After a lifetime in law enforcement-first as an FBI agent and later as sheriff of a small community in Indiana-Gail Bonneville still could not abide the oppressive tightness of the air inside a prison. The filtered body odor seemed harder to breathe than air on the outside. She wondered if it was possible to lock the doors so tightly that the oxygen levels actually dropped. Add to the general misery of the place the meter-pegging humidity of the otherwise stifling July day, and you begin to realize just how little the penal system in the United States has evolved from the torture chambers of medieval Europe. Where, she wondered, were the protesters who forced the closing of Guantanamo when places like this-new construction, no less-continued to thrive?
At least the noise levels that were so common of older prisons were kept in check here.
The deal that Gail had made with Marie Brady, Frank Schuler’s attorney, had left no room for variation: She would allow her client to appear in the same room with Gail, but all questions would be addressed to the attorney. She would then make the decision as to whether or not he could answer. At this stage, with Schuler’s execution date less than two weeks away, they could afford for nothing to go wrong. In a perfect world, Schuler would speak to no one even distantly related to law enforcement. This exception was being made only because his son had been kidnapped.
Per Jonathan’s instructions, Gail had mentioned nothing about the boy having been recovered safely.
In deference to the hopelessness of Frank Schuler’s situation, she’d dressed plainly and unprovocatively. That meant gray slacks with a black blouse, chosen in part to help conceal any filth she picked up from the furniture.
Marie Brady had arrived first and was waiting in the reception area for Gail when she arrived. Neither tall nor short, the lawyer was likewise dressed plainly, but less formally than Gail had come to expect from attorneys. Her black slacks and top were clearly off-the-rack, and her shoes hadn’t seen polish in a long, long time. They were the clothes of the working poor, and it occurred to Gail that such was the lot of a lawyer who specialized in saving the condemned from their court-ordered fates.
The women greeted each other cordially, and then Marie walked Gail through the process of gaining entry into the death row interview room. Throughout the process, Gail noted with interest the respect shown to the attorney by all of the correctional officers. It bordered on deference, in fact. As they ran through the perfunctory checklist of dos and don’ts, she got the feeling that they wanted to apologize for the inconvenience.
“You seem comfortable here,” Gail said as they cleared the security air locks and followed their escort down the brightly lit concrete hallway.
“Comfortable is not the word,” Brady said. “Not when you factor in the mission. But I am certainly a regular. Secretly, I think they all want me to prevail in the cases I represent.”
“Murderers?” Gail’s voice demonstrated more shock than she wanted it to.

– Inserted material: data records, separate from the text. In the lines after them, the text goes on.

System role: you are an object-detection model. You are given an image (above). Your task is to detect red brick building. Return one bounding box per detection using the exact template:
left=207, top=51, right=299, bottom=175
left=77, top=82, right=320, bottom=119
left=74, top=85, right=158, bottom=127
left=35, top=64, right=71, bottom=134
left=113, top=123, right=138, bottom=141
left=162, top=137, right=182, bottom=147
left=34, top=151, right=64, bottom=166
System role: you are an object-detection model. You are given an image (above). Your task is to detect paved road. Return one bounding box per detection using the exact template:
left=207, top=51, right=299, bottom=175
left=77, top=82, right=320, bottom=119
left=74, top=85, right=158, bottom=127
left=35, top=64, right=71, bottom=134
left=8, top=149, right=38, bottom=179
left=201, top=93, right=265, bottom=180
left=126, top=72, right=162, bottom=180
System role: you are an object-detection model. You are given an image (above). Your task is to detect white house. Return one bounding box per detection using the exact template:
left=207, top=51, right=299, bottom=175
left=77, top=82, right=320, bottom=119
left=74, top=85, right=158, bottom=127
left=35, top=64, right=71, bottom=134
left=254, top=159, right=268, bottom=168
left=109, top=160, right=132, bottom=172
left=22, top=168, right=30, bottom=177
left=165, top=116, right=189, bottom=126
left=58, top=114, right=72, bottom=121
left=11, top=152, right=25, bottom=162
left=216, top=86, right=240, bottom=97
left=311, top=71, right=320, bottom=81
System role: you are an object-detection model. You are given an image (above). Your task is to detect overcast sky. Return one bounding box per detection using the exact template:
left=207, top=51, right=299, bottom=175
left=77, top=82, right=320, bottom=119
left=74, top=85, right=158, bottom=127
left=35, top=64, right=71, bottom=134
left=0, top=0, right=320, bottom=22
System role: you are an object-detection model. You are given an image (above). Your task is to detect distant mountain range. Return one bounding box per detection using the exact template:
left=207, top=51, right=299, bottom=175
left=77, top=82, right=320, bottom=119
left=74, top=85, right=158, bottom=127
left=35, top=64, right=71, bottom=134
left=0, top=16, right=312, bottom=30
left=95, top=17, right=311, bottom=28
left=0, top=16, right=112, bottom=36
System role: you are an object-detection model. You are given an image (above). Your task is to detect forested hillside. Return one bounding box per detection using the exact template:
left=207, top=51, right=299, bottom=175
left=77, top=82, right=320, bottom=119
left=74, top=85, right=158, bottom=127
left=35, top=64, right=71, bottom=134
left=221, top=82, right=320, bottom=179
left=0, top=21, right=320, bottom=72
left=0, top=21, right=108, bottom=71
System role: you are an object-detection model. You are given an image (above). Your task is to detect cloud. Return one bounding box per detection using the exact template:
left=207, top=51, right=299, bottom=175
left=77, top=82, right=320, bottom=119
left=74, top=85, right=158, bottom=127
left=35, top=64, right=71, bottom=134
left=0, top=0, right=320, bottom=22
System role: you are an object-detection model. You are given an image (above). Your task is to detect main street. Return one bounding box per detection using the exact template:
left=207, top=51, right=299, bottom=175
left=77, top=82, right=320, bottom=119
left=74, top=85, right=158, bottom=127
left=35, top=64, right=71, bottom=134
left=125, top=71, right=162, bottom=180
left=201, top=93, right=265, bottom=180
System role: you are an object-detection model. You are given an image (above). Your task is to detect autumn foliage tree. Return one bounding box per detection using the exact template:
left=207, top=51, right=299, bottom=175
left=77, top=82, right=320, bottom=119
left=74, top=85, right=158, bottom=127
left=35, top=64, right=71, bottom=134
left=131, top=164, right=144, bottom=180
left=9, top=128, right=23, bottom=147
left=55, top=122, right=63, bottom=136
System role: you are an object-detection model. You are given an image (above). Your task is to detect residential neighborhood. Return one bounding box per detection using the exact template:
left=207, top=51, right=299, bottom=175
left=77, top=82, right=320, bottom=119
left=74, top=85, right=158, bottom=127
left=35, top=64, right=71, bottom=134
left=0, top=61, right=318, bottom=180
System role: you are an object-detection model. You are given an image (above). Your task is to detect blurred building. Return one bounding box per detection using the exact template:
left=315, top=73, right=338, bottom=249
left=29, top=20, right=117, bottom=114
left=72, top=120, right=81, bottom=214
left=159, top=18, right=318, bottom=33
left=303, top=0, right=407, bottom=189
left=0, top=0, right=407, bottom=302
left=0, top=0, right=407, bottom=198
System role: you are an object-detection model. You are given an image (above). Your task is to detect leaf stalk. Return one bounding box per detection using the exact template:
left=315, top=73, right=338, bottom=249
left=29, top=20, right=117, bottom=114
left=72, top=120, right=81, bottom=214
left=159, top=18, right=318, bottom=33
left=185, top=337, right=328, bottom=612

“Human beings,” Brady corrected. “Over the years, the corrections staff develops relationships with these men. It’s hard to watch them walk off to their deaths for crimes that were committed so long ago.” As they approached yet another door, the attorney added, almost to herself, “If politicians were half as human as the worst of these guys, we’d be done with sanctioned murder.”
Under the circumstances, those were the politics that Gail had expected.
“Sometime soon,” Brady continued as they walked, “probably in the next three or four days, they’ll transfer Frank to the death house at Greensville. That’s about thirty-five miles from here. I’ve even seen a few tears among these COs when inmates depart for the final trip. This is an emotional business.”
For reasons that no doubt made sense to someone, the Commonwealth of Virginia had decided to separate death row from the execution chamber. In fact, the death house was located in a medium-security prison. You had to love bureaucrats.
After another door, Gail and Brady arrived at the tiny glass-walled interview room. To Gail’s utter shock, the furniture was spotless-shiny, even, carrying forward that oppressive, astringent sterility.
“You know I’ve got to have the recorder on, right, Marie?” the guard asked, his first words since they started their long walk.
“I do,” Brady replied with a smile. To Gail, she explained, “Normally, my talks with Frank are privileged. But since you’re not an attorney, and you’ll be hearing what he says, the state gets to listen in, too.”
Gail found this alarming, though she could not say why.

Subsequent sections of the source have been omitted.